Magnitude

The Malady of Modern Times?

A sideways perspective of the subliminal forces of evolution

By Paul James

 

For eons our ancient ancestors, our forebears of the human race, evolved in the physically tough, uncompromising world totally unforgiving of any errors of judgement required for survival. The individual sensed its existence from a highly subjective platform within the mind, imaging it by eye, and constantly modifying that view by sounds, smells,touch, and of course taste. That almost completes the picture. This multi-million year development of our perfectly honed faculties has served us well over that time during our struggle to survive, but at an incalculable cost to the lives of those who didn't make the grade. The human animal is still effectively the same as it was when it evolved long ago, yet now it lives in modern times. And so an appraisal of how we have changed, if at all, must also be contrived through this updated perspective, gleaned from more life friendly conditions in which we now find ourselves where our basic differences if any manifest themselves in our slightly greater longevity and stature, and of course a more cluttered mind. Though the basic physical world hasn't changed much at all, there is at least one particular aspect of modern human life which has, and I believe that unbounded mathematics and carbon fuels has facilitated this.

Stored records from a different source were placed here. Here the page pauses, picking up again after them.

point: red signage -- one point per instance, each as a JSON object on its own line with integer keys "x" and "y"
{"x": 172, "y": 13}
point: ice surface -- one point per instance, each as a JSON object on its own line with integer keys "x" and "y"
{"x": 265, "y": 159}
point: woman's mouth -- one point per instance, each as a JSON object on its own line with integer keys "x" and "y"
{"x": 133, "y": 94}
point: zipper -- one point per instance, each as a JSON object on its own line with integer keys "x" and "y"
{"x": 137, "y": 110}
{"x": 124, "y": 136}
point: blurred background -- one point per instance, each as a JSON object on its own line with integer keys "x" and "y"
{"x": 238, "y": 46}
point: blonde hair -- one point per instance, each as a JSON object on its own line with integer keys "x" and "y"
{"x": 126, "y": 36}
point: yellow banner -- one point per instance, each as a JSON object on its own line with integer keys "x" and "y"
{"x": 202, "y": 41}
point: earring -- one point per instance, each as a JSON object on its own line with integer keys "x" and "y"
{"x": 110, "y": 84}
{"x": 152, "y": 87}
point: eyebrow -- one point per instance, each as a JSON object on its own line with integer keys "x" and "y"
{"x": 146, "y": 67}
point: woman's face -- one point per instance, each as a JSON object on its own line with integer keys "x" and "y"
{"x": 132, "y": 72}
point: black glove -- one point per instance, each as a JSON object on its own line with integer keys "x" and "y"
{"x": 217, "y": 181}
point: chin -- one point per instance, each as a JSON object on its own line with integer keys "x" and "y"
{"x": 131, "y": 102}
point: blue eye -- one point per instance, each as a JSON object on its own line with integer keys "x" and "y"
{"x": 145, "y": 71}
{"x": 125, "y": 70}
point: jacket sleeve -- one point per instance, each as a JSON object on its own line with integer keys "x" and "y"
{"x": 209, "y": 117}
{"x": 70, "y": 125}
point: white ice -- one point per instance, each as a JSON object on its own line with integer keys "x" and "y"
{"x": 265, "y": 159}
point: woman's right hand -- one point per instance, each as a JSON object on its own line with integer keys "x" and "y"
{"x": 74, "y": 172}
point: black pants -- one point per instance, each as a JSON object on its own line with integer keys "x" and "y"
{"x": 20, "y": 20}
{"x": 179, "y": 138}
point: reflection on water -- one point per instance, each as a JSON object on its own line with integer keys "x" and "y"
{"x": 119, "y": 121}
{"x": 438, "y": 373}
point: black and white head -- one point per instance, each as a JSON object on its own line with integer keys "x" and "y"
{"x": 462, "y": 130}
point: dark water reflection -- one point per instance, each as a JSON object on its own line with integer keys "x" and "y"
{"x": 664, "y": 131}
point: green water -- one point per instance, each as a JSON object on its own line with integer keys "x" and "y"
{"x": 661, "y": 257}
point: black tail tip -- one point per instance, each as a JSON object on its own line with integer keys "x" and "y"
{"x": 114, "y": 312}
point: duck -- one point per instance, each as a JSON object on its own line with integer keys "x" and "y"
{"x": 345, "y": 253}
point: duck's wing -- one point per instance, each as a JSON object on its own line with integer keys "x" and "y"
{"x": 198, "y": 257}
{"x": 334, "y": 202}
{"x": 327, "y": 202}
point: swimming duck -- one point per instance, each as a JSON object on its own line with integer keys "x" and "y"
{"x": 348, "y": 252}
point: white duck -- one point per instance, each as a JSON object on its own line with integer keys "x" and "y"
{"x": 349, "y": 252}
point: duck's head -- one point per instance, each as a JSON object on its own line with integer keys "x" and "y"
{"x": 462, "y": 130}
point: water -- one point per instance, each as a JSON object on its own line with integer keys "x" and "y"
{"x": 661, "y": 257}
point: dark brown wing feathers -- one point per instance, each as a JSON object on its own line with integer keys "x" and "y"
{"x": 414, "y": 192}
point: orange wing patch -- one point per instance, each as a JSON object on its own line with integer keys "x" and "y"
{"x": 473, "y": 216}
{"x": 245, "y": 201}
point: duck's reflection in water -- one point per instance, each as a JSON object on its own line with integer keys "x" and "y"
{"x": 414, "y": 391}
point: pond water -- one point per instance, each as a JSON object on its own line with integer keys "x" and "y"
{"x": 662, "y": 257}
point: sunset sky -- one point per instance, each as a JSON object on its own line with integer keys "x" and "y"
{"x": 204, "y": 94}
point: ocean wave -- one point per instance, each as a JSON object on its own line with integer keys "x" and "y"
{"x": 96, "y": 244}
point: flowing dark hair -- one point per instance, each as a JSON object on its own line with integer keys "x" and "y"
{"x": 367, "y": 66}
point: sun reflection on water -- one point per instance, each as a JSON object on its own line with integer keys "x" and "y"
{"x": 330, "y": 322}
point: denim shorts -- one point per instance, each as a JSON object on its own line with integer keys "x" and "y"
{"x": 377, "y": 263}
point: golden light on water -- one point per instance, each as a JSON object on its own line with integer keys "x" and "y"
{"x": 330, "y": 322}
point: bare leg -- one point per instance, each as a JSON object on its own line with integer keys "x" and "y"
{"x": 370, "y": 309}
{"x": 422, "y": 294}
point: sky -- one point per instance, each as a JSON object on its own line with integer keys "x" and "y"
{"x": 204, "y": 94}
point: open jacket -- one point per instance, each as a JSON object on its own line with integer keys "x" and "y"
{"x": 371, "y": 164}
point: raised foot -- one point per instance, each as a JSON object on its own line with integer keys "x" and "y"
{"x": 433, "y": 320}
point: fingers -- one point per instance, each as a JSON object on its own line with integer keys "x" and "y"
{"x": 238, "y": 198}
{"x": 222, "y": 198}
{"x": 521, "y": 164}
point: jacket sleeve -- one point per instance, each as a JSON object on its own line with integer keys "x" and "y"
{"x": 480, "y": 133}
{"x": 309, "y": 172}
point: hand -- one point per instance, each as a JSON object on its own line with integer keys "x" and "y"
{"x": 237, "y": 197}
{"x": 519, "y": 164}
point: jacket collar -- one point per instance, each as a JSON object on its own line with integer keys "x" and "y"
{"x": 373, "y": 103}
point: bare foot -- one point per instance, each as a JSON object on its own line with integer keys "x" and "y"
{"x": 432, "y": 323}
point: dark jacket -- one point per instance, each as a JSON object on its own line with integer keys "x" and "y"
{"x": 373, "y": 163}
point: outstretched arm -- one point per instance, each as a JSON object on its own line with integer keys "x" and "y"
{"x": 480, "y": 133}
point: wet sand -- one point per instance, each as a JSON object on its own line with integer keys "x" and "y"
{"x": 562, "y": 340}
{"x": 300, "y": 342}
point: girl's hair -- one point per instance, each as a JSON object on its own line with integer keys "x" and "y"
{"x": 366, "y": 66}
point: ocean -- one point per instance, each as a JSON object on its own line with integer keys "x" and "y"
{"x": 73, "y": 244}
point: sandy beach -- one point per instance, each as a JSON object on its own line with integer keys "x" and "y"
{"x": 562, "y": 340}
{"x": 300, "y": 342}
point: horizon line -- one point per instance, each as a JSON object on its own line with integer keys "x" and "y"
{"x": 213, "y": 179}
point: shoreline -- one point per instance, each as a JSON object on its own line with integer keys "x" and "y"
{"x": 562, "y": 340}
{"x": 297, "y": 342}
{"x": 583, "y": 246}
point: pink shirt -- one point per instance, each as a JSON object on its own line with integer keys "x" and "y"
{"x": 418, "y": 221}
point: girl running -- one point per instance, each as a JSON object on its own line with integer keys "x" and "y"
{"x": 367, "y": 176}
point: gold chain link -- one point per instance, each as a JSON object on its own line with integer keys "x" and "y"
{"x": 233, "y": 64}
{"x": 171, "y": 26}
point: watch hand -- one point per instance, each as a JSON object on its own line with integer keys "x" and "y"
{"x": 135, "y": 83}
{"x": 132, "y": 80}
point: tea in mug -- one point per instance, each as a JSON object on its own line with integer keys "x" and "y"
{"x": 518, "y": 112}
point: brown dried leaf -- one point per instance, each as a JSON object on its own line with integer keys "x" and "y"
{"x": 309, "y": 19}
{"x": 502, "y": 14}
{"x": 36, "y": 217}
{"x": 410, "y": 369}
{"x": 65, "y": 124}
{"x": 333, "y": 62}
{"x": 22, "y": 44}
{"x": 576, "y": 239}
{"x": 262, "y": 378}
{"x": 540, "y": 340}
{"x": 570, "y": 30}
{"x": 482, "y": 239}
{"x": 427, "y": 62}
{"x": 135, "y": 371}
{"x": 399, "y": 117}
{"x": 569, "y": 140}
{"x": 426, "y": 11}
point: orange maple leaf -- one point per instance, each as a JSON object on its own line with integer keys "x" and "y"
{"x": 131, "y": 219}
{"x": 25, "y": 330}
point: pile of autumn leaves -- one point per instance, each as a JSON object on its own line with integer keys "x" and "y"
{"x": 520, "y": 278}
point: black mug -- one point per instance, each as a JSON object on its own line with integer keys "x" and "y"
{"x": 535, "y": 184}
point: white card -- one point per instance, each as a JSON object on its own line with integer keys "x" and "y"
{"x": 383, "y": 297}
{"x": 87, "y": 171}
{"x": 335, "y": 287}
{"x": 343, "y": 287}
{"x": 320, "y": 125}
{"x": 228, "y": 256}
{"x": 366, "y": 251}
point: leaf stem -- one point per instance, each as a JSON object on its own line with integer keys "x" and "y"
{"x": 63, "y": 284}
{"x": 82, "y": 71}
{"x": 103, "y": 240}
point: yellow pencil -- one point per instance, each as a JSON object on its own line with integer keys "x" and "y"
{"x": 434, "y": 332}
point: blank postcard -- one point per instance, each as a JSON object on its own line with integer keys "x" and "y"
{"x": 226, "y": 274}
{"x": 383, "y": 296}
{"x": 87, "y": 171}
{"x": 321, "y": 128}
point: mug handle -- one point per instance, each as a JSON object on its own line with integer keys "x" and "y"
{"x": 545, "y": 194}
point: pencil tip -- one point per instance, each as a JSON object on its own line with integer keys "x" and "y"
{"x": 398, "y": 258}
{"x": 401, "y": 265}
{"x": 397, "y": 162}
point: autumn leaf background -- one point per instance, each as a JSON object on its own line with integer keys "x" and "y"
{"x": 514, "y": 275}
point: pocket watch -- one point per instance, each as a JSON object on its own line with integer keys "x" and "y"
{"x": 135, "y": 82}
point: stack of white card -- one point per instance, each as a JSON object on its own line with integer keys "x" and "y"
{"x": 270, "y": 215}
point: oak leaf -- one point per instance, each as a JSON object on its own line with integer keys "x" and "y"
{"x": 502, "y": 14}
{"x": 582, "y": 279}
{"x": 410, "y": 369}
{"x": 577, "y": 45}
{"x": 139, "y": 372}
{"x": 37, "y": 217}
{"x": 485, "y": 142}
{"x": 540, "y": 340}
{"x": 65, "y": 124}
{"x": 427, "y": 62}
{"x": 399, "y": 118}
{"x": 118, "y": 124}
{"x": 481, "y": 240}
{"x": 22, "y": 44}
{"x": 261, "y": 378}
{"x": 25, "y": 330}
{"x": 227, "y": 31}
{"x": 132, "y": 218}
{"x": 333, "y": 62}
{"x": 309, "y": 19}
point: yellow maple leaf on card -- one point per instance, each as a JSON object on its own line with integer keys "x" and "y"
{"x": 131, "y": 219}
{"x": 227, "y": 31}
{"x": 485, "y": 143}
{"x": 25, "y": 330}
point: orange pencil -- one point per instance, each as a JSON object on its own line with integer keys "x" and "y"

As microscopists we are in a slightly advantageous position of being able to understand a little about the scale of things. During the course of practicing our hobby we slowly become accustomed to a random sampling of the earth's variety of tiny artifacts, living or otherwise. After some time we can relate to a narrow bandwidth of this scale which starts at the proverbial 'full stop' where the eye fails, but where the microscope picks up at low power, and proceeds in increasing units of magnification in sequence with each objective of higher power until of course we reach the oil immersion lens and there it ends. Beyond that we are truly flummoxed, having no viewing experience at higher amplification and resolution. When the electron microscope is employed its imaging conveys a clarity that seems unreal, at least that's how its imagery strikes me, and is in part due to the quantum leap in resolution over the light limited views we are used to, and the fact that dust doesn't seem to exist in its lensless system nor at submicroscopic levels.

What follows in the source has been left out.